# my hairy man



## dasexyfroto (Mar 3, 2010)

My guy is a very hairy man. I was wondering if I can get some advice from the ladies on here (and couples and guys I guess) about what he can do about all that hair...removal...etc. Anyone have any tips, advice about coping with hair guys and different sexual tips when making love to a hair guy...etc.


----------



## BuddyL33 (Jul 16, 2009)

I guess you are trying to say that the hair is an issue for one or both of you?

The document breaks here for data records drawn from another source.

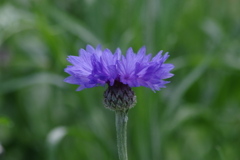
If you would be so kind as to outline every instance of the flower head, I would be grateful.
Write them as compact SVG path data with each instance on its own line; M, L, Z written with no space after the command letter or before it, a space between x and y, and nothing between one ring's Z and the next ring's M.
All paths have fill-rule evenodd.
M121 54L119 48L113 54L109 49L102 50L100 45L96 49L87 45L86 50L80 49L79 52L79 56L67 58L72 66L65 68L70 76L64 80L80 85L77 91L106 84L113 86L119 82L129 87L144 86L155 91L165 88L169 81L163 79L173 76L170 70L174 66L164 64L168 53L162 56L160 51L151 58L151 54L146 55L145 46L137 54L129 48L126 56Z

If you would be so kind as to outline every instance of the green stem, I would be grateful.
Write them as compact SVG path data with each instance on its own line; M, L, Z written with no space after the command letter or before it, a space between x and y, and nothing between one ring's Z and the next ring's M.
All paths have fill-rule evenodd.
M117 146L119 160L127 160L127 112L116 111Z

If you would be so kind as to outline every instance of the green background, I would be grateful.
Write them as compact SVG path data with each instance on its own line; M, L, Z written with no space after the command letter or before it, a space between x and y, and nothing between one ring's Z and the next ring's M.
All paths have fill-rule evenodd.
M63 82L68 55L102 44L164 50L175 65L167 88L133 88L129 160L239 160L239 8L238 0L1 0L0 159L118 159L105 88L76 92Z

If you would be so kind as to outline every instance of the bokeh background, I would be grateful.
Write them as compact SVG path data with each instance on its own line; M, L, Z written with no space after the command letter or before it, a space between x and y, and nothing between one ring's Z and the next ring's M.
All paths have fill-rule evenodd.
M171 83L134 88L130 160L240 159L239 0L1 0L0 159L116 160L105 88L65 84L87 44L170 53Z

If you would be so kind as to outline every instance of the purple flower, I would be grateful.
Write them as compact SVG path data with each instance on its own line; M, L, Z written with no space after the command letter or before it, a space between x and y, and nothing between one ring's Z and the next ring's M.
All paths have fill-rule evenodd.
M96 49L87 45L86 50L80 49L79 56L67 58L73 65L65 68L70 76L64 81L80 85L77 91L106 84L113 86L115 82L129 87L144 86L153 91L160 90L169 83L163 79L173 76L170 70L174 66L164 64L168 57L168 53L162 56L160 51L151 59L151 54L146 55L145 46L137 54L129 48L124 56L119 48L112 54L109 49L102 51L100 45Z

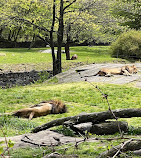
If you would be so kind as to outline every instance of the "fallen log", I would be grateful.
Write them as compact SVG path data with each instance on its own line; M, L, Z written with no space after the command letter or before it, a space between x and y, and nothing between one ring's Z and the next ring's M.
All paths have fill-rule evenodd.
M85 122L92 122L93 124L104 122L107 119L115 119L115 116L117 118L131 118L131 117L141 117L141 108L138 109L120 109L120 110L113 110L111 111L105 111L105 112L98 112L98 113L88 113L88 114L81 114L76 116L70 116L65 118L60 118L53 120L51 122L48 122L46 124L43 124L41 126L38 126L34 128L31 132L37 133L42 130L46 130L48 128L54 127L54 126L60 126L64 125L65 123L72 123L80 124Z
M136 154L136 150L140 151L141 149L141 140L128 140L123 142L117 146L112 147L111 149L103 152L100 154L98 158L105 158L105 157L116 157L122 152L133 151L133 154Z

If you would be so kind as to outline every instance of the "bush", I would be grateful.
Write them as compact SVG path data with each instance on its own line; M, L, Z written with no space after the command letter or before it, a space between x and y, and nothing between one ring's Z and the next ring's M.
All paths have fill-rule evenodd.
M112 56L125 59L141 58L141 31L131 30L121 34L111 44Z

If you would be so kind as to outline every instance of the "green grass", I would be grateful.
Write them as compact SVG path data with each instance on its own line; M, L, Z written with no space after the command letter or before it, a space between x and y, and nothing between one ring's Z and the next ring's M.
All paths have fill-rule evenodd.
M71 47L70 55L72 56L73 54L77 54L78 59L66 61L66 55L62 53L62 67L64 70L67 70L71 67L77 67L78 65L90 63L123 61L123 59L111 57L109 48L109 46ZM45 49L48 48L32 48L30 50L27 48L0 49L0 53L6 54L6 56L0 56L0 67L10 69L13 65L24 64L28 65L28 67L32 67L32 69L37 70L52 68L51 53L40 52L41 50Z

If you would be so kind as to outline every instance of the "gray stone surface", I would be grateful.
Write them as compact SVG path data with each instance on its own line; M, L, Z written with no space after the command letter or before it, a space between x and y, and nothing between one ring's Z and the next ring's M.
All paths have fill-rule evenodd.
M104 67L115 68L124 65L125 64L113 64L113 63L85 65L58 74L56 77L59 79L59 83L80 82L85 80L86 77L84 76L94 75L101 68ZM127 65L132 65L132 64L127 64ZM104 82L104 83L106 82L111 84L127 84L134 82L137 87L141 88L141 63L135 63L135 66L138 68L139 71L137 74L133 74L132 76L124 76L124 75L114 75L112 77L91 76L91 77L87 77L87 80L90 82ZM80 71L80 75L79 73L76 72L76 70Z
M82 138L64 136L63 134L59 134L57 132L53 132L50 130L40 131L38 133L28 133L14 137L7 137L6 139L7 141L11 140L14 142L13 148L38 147L38 145L35 144L39 144L39 145L41 144L47 146L57 145L58 144L57 139L60 140L61 144L74 143L76 141L82 140ZM0 137L0 141L5 141L5 138Z

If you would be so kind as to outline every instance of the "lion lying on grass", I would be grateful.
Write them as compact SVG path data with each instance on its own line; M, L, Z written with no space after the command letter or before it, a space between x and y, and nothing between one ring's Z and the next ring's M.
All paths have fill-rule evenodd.
M48 114L59 114L67 111L66 105L60 100L43 101L29 108L24 108L12 113L12 116L32 119Z
M135 65L129 66L122 66L120 68L102 68L98 73L92 76L106 76L110 77L113 75L125 75L125 76L131 76L132 74L137 73L137 68ZM85 76L85 77L90 77L90 76Z

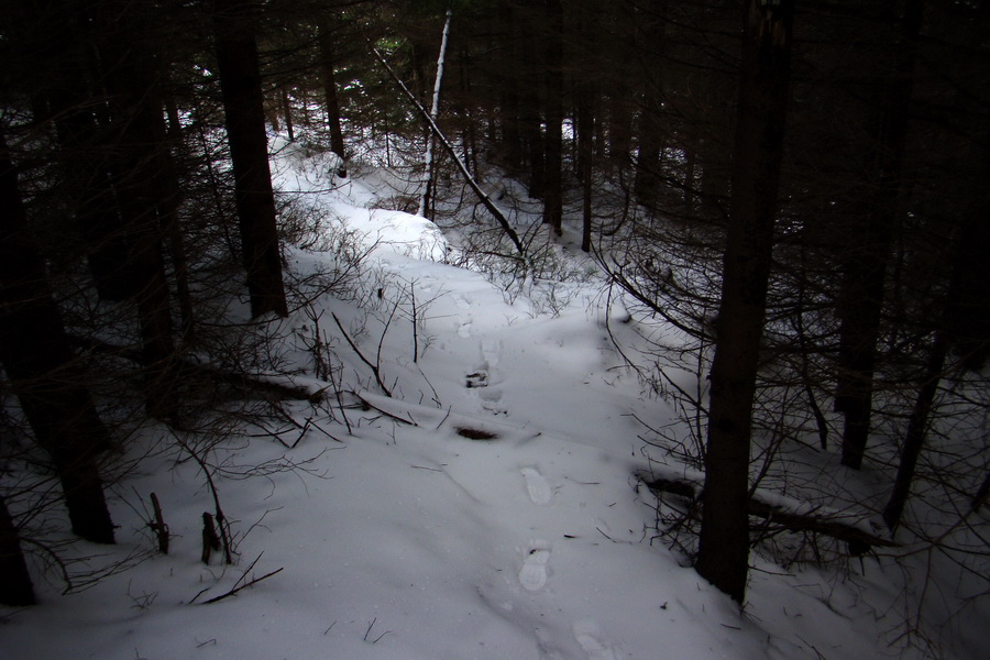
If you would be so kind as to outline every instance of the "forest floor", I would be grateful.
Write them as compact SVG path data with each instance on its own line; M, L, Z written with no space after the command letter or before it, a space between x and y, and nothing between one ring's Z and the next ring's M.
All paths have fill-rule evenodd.
M119 544L75 550L91 568L135 565L68 595L38 580L41 605L2 612L0 658L924 657L899 640L912 615L893 562L784 569L755 553L740 609L657 536L656 499L635 475L688 468L644 422L689 431L616 351L610 333L638 336L607 308L570 242L576 230L559 253L584 282L508 292L444 263L436 226L375 209L388 189L380 170L331 182L326 163L294 153L277 162L282 189L374 245L361 305L321 297L273 330L284 371L308 387L328 386L310 342L316 327L326 332L343 409L285 403L305 429L283 436L293 449L255 427L212 448L234 565L200 561L201 514L215 508L200 469L176 450L152 453L114 486ZM334 254L288 257L302 278ZM134 451L168 447L166 437L150 428ZM287 461L298 468L275 469ZM138 504L151 493L170 529L167 556L151 554Z

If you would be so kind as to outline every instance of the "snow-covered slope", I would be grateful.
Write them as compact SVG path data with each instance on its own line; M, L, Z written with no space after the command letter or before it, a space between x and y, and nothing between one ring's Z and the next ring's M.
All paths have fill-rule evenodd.
M298 165L298 163L297 163ZM43 603L4 610L0 658L62 660L619 660L875 658L882 620L858 586L815 571L784 574L757 561L740 612L662 542L634 473L649 469L642 427L674 419L644 397L604 327L595 285L559 314L525 295L508 301L482 275L441 263L436 226L371 210L374 180L331 186L309 163L284 169L328 217L377 243L382 290L373 314L315 302L334 338L343 378L364 399L341 410L293 409L315 426L295 449L248 437L218 449L231 475L290 460L295 472L218 476L234 520L239 562L200 562L211 495L197 466L150 459L117 488L120 546L82 546L94 563L153 549L138 501L157 493L170 526L155 556L81 593L40 585ZM295 178L293 178L295 177ZM322 191L320 191L322 190ZM292 253L294 267L320 255ZM421 319L416 342L411 294ZM374 356L375 387L330 320ZM299 312L286 323L302 337ZM363 329L363 330L362 330ZM289 334L289 337L293 337ZM309 369L301 348L287 354ZM311 373L301 382L312 383ZM307 378L309 378L307 381ZM348 395L346 403L355 403ZM332 413L332 417L331 417ZM245 429L245 432L256 429ZM491 437L472 439L480 431ZM147 442L157 436L148 431ZM653 450L652 458L660 460ZM127 504L130 501L131 504ZM245 573L245 570L250 571ZM238 585L279 572L230 597Z

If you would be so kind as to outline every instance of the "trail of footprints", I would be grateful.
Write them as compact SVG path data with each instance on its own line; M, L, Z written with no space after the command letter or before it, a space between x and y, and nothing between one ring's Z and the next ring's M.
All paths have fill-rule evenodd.
M462 309L470 309L470 302L463 298L458 299ZM471 316L462 322L459 334L463 338L472 336ZM472 373L466 374L465 385L469 389L475 389L482 406L496 415L506 410L497 404L502 400L502 372L498 363L502 359L503 344L497 339L484 338L480 342L481 361ZM526 466L519 470L522 483L529 501L535 506L547 506L553 499L553 490L550 483L536 466ZM528 592L537 593L547 586L550 579L551 543L547 540L535 539L524 550L522 568L517 575L519 585ZM512 607L509 606L509 609ZM574 640L585 653L587 660L616 660L615 651L610 646L602 641L604 636L598 624L591 619L575 623L571 631Z
M537 506L550 504L553 491L547 479L535 466L522 468L519 471L526 484L526 492L530 502ZM541 539L529 543L522 558L522 569L519 571L519 584L529 592L538 592L547 585L550 578L550 542ZM583 619L575 623L571 631L587 660L617 660L613 648L602 641L604 636L598 624L592 619Z

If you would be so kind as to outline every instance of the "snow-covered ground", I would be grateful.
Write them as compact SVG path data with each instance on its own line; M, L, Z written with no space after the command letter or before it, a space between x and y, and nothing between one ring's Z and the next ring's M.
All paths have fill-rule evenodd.
M256 437L211 454L227 470L216 480L238 535L233 566L200 562L201 514L213 503L196 464L172 452L147 459L116 487L120 544L81 544L79 552L95 556L97 566L153 550L136 502L157 493L173 535L169 554L69 595L54 579L37 580L41 605L2 610L0 658L899 656L889 644L902 613L882 609L895 602L891 594L866 593L893 588L872 560L864 578L785 571L754 557L740 610L662 541L651 542L653 501L634 473L663 455L638 438L644 428L634 415L654 428L676 416L623 367L600 285L572 285L552 305L538 286L535 299L507 296L482 274L442 263L449 251L436 226L372 209L377 174L334 183L326 164L304 167L288 155L279 164L284 189L306 191L339 227L377 243L370 263L381 292L372 309L322 298L310 310L365 409L295 404L297 420L311 424L294 449L245 429ZM297 272L323 258L289 257ZM393 398L331 312L373 362L393 317L381 351ZM280 332L286 355L306 370L297 381L320 386L305 348L311 323L299 311ZM350 394L343 400L360 403ZM465 437L479 431L491 438ZM147 444L156 439L146 433ZM300 469L237 477L284 458Z

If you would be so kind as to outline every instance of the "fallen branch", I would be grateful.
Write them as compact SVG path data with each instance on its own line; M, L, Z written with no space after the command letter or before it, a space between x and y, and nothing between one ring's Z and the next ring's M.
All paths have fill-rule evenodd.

There are many options available. You can use clippers to thin out and shorten the hair. You can use Nair to remove the hair all together for a temporary time. You can remove the hair with wax (prepare him for some pain though). Finally you could get laser hair removal treatments. The darker the hair, the more successful the treatment usually is.


----------



## Zammo (Aug 9, 2010)

Ah, manscaping....

Clipping (use a professional grade hair trimmer) and shaving is an option but requires that it be done fairly frequently. It also takes lots of time!

Waxing hurts! If he has a high pain threshold, try it to see how it works.

Chemical depilatories can also work quite well but test to see if his skin is sensitive.

Laser removal is the only permanent option and it's expensive and can hurt as well.

As for the sex part, just don't call him "my gorilla" in the throes of passion because he might be sensitive and start making ooking noises and beating his chest.


----------